Diurnal Variations of Organic Aerosol at Two Sites in Georgia, USA
MEI ZHENG (1), Xiuying Zhao (1), Wenyan Shi (1), Rodney Weber (1), Xiaolu Zhang (1), and James Schauer (2)
(1) Georgia Institute of Technology, Atlanta, GA (2) University of Wisconsin-Madison, Madison, WI
Abstract Number: 464
Preference: No preference
Last modified: January 12, 2010
Working Group: sq3
Organic carbon is a major component of fine particulate matter (PM2.5) in Atlanta, Georgia. Previous studies have focused on the 24-h samples from this area. In order to better understand the diurnal variations of organic aerosol especially its composition and sources, a summer campaign was conducted during summer 2008 (August 12-September 6) at one urban site and one rural site in Georgia. These Hi-vol PM2.5 samples were analyzed for organic carbon (OC) and elemental carbon (EC) with thermal-optical transmittance method while detailed speciation of organic aerosol was done by gas chromatograph/mass spectrometry (GC/MS), including alkanes, hopanes, steranes, polycyclic aromatic hydrocarbons (PAHs), fatty acids and resin acids. A few important organic tracers of biogenic secondary organic aerosols (SOA) were also measured including 2-methyltetrols, cis-pinonic acid and pinic acid.

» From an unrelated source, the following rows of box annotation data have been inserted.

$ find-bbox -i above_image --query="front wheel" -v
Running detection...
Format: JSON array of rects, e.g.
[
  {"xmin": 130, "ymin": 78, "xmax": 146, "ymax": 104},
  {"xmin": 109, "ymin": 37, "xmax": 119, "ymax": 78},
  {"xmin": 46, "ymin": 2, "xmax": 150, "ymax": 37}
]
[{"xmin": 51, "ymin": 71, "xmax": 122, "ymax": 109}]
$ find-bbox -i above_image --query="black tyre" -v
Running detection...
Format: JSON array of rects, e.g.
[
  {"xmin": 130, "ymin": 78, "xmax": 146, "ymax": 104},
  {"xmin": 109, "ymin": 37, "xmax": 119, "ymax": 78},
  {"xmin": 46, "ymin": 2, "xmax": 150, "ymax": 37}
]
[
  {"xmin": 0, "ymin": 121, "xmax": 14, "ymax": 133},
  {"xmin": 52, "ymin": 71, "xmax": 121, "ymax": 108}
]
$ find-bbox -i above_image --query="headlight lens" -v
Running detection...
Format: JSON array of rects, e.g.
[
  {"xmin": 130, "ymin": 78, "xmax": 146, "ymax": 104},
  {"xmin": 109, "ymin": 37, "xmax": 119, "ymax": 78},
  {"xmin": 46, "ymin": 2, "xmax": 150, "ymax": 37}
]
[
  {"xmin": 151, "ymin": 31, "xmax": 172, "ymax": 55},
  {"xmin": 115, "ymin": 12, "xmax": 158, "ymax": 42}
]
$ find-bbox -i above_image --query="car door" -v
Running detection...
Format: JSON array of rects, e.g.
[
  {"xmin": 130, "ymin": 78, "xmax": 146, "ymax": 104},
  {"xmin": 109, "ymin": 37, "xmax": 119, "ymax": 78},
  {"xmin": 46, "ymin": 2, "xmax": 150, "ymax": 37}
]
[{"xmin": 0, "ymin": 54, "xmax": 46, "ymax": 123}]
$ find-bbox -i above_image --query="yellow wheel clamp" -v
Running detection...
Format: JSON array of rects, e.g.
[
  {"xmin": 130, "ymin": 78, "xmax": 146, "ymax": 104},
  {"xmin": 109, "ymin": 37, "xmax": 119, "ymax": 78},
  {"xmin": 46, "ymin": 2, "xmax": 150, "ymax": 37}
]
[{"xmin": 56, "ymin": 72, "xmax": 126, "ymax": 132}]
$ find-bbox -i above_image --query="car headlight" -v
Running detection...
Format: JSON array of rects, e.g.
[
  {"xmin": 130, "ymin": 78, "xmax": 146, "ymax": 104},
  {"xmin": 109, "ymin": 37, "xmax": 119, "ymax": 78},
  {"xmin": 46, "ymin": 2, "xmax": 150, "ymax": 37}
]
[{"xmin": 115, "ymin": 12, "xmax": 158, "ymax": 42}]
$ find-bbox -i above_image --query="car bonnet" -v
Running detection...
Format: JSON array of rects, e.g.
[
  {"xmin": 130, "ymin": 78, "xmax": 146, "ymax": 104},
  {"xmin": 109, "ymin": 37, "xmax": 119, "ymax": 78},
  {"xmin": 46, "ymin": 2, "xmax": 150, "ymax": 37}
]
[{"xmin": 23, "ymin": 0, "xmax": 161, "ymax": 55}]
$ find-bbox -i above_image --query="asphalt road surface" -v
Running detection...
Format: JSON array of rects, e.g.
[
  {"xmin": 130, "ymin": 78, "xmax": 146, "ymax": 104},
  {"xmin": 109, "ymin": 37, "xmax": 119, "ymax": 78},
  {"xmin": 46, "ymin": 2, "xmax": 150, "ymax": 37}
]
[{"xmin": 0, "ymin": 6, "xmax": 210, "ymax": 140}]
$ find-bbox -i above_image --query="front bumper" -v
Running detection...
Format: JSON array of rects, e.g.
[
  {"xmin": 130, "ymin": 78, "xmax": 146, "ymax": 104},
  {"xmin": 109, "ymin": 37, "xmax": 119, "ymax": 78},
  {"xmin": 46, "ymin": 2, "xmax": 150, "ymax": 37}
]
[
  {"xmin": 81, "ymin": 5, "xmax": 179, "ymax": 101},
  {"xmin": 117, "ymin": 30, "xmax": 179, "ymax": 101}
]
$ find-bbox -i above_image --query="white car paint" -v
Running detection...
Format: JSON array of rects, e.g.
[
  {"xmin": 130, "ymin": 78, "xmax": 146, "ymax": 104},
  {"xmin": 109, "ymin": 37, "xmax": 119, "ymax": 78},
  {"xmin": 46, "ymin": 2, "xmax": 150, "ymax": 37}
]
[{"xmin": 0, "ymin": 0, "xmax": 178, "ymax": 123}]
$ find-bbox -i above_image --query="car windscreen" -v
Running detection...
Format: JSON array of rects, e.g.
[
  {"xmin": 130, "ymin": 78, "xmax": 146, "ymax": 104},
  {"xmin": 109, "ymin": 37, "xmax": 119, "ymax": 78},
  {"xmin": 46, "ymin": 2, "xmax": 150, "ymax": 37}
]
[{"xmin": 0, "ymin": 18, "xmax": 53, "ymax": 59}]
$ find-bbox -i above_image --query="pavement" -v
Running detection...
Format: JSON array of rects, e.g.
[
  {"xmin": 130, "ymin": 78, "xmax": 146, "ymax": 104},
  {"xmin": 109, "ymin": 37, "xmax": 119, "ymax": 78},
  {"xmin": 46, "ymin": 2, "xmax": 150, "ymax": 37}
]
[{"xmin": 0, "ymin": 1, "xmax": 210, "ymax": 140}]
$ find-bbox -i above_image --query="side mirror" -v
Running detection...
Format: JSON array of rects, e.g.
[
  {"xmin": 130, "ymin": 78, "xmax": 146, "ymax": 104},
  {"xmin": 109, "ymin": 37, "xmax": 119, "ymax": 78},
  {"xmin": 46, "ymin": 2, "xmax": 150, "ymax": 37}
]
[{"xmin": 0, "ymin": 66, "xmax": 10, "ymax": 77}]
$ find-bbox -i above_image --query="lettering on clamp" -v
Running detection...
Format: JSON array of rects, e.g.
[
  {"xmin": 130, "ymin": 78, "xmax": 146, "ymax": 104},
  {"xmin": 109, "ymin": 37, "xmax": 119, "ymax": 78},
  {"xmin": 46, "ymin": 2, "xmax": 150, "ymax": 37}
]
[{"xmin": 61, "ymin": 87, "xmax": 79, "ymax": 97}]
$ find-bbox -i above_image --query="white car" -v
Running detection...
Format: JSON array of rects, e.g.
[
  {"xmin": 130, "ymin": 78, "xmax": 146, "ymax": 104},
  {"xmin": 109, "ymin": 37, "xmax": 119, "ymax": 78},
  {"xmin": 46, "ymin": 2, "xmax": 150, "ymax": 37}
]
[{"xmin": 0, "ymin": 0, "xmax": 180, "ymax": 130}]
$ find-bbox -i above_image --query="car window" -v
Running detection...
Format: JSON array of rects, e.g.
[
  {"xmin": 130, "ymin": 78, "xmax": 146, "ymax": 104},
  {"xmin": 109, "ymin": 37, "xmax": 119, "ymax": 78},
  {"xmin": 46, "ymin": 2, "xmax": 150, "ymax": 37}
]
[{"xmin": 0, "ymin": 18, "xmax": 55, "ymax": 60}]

Preliminary results indicated that clear day-night differences exist for some primary organic tracers, including wood burning tracers (levoglucocan and resin acids) and PAHs from incomplete combustion of carbonaceous materials with higher levels at nighttime. This pattern is not seen for biogenic secondary tracers, which in fact are slightly enriched during daytime, e.g., 2-methyltetrols and cis-pinonic acid. Distinct spatial distributions were observed for all tracers with higher concentrations at the urban site, including alkanes, hopanes, steranes, PAHs, biomass burning and secondary organic tracers except for 2-methyltetrols. It corresponds well with the observation of water soluble organic compounds (WSOC) which are mostly comprised of polar organic compounds from both anthropogenic and biogenic sources. On average, the urban-rural difference is by a factor of 2.5. This study shows that an urban site like Jefferson Street, Atlanta is not only enriched in primary pollutants but also secondarily formed organic aerosol especially substances from vehicular emissions.